Вот если бы знать в свои ранние годы, когда встречаешься с первой волною своей судьбы, что та же волна еще придет, тогда совсем бы иначе с ней расставался, а в том и беда: кажется, навеки ушла и никогда не воротится. Старшие с улыбкой смотрят на детские приключения; им хорошо, они свое пережили, а для самих детей все является, как неповторимое. Долго не мог взять себе в ум Курымушка, почему так издевались над ним в гимназии, как за зверем ходили и твердили: «Поехал в Азию, приехал в гимназию». Разве нет забытых стран на свете, разве плана его не одобрил сам учитель географии, и если была его одна ошибка в выборе товарищей, то ведь от этого не исчезают забытые страны, – их можно открывать иначе. В чем же тут дело? «Уж не дурак ли я?» – подумал он. И стал эту мысль носить в себе как болезнь. Пробовал победить сам себя усердием, стал зубрить уроки, ничего не выходило: Коровья Смерть как заладил единицу, так она и шла безотрывно. Смутная была догадка в душе, что если бы что-то не мешало, то мог бы учиться, как все и даже много лучше. Однажды Коровья Смерть задал такую задачу, что все так и сели над ней, все первые математики были спрошены, никто не мог решить. Вдруг Курымушке показалось, будто он спит-не спит и ему просто видится решение отдельно от себя; попробовал это видимое записать, и как раз выходил ответ. Всю руку поднять он не посмел, а только немножко ладонь выставил, и то она дрожала. Соседи крикнули:

– Алпатов вызывается!

– Ну, выходи, – сказал Коровья Смерть, – опять какую-нибудь глупость сморозишь. Это тебе не Азия!

Курымушка вышел и стал писать мелом на доске по своему видению.

– Как же это так ты? – изумился учитель. – Откуда ты взял это решение?

– Из головы, – ответил Курымушка очень конфузливо, – мне так показалось. Это неверно?

– Вполне верно. Только ведь как же ты мог?

И, к великому изумлению всего класса, сразу после единицы поставил три, и не простое, а, как воскресение из коровьей смерти, на весь год.

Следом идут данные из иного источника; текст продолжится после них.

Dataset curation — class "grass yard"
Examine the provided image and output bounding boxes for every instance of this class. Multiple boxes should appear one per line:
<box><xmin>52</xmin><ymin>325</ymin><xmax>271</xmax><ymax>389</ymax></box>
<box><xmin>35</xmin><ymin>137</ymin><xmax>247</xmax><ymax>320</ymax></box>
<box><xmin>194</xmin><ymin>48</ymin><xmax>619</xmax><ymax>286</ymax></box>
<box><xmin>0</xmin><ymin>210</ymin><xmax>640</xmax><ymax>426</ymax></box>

После этого случая он стал усердней учить уроки, но так всего было много, что от силы было все выучивать только на три. Как учатся иные всегда ровно на четыре и даже на пять, понять он не мог. Тупо день проходил за днем и год за годом: глубоко где-то в душе как засыпанная пеплом страна лежала, дремала, и вот, – когда у Алпатова стали виться кольцами русые волосы и чуть-чуть наметились усики даже, когда почти все ученики стали мечтать о танцах и женской гимназии и писать влюбленные стихи Вере Соколовой, в начале четвертого класса, – будто из-под пепла вулкан вырвался, и опять пошло все кувырком.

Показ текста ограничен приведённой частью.